“No princípio criou Elohim os
céus e a terra, e a terra era sem forma e vazia; e havia trevas sobre a face do
abismo; e o Espírito de Deus se movia sobre a face das águas.” (Gêneses 1: 1
-2)
Passaram-se milhares de anos
desde que esta pequena peça foi escrita. E ainda continua um mistério. Por sua
vez, os gregos não viam no tempo início e nem fim. Um grande helenista do
século XIX, Friedrich Nietzsche, pensando grego, imaginou que sendo a matéria
finita e o tempo infinito, os arranjos possíveis daquela, necessariamente,
tragicamente, inelutavelmente, fariam com que retornássemos, sempre e infinitas
vezes, ao mesmo lugar. Faremos exatamente o que já fizemos, estamos fazendo hoje
e reincidiremos infinitas vezes a fazer. Resta-nos amar de tal maneira o que
fazemos, que tal “amor fati” nos possibilite escapar deste nada que seria a
vida.
Mas há, entre os gregos e
Nietzsche, um outro grande pensador, neoplatônico-cristão, que tomando sua
herança judia, percebeu no Gêneses bíblico uma indicação não infinita, mas
finita do tempo. O tempo veio a ser, juntamente com a matéria (aquelas duas
categorias apriorísticas de Kant: tempo-espaço) criado no princípio. O tempo e
o espaço têm um princípio, o que quer dizer que são ambos são finitos. Assim,
dizer “princípio” é entender que há o tempo zero, portanto, que há um primórdio
do tempo, implicando numa origem e acontecimento no qual se fez tempo. Não
havia tempo até que houve tempo, quando a terra e céus foram criados. Algo fora
do tempo e anterior à matéria pôs a funcionar o tempo num espaço-tempo.

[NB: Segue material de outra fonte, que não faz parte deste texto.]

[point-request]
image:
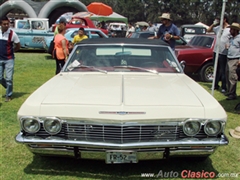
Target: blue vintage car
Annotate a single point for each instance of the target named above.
(71, 32)
(32, 31)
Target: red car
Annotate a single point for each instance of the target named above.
(77, 22)
(198, 56)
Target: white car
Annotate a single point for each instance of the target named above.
(122, 100)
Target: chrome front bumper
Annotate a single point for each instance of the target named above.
(145, 151)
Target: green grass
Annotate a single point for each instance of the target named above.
(31, 71)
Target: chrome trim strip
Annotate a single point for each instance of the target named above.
(102, 155)
(20, 138)
(122, 90)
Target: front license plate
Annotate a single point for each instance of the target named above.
(121, 157)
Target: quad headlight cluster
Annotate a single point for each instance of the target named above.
(51, 125)
(211, 127)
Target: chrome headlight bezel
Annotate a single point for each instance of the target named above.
(34, 120)
(191, 122)
(48, 124)
(213, 122)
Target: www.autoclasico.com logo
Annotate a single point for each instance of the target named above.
(186, 174)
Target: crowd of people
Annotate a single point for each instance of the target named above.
(228, 52)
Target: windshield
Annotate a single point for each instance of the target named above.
(203, 41)
(122, 58)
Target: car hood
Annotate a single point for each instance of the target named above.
(189, 47)
(169, 95)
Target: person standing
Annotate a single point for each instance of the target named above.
(130, 30)
(222, 56)
(151, 27)
(168, 31)
(62, 21)
(80, 36)
(60, 51)
(233, 61)
(9, 43)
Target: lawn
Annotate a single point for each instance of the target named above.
(32, 69)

Agostinho atribuiu esta criação de tempo e espaço a Deus.
Santo Agostinho pensou o tempo
criado, mas buscou ir um pouco além do dizer sobre o princípio como o princípio
do tempo, pois queria saber o que é o tempo. Perguntou sobre o tempo e percebeu
o tempo como passado, presente e futuro, isto é, fluxo que escoa com o espaço,
tornando possível que concebamos arranjos das coisas. Os arranjos que foram
chamamos de passado e os arranjos que esperamos que venham a ocorrer, chamamos
de futuro. Percebeu, contudo, que o passado é o tempo que foi, que não existe
mais, o passado é um tempo que já não mais é, não mais existe. O futuro é o
tempo que ainda não é, que ainda não existe. O presente é um instante que nunca
é, pois que como instante está constrangido pelo tempo que não é mais e pelo
tempo que ainda não é. O presente é fluxo contínuo, nunca sendo, jamais
existindo. O tempo como o que não é. O tempo como privação do ser.
Mas se nos arrogamos a dizer que
o tempo se apreende como privação do ser, permitimo-nos um salto tenebroso,
diríamos, nefasto, demoníaco, diabólico. Se em suas Confissões, no capítulo X
em diante, Agostinho tratará do tempo como possibilidade de dizer o que não é,
como privação do ser, anteriormente, o bispo do Hipona nos havia dito, ainda em
suas Confissões que o mal é privação do bem. O mal não tem essência, é esta
privação essencial de bem, que nos permite compreender o incompreensível. Mas,
o que ocorreria se aproximássemos estas duas assertivas, “o tempo como privação
do ser, posto nunca ser” e “o mal como privação do bem”?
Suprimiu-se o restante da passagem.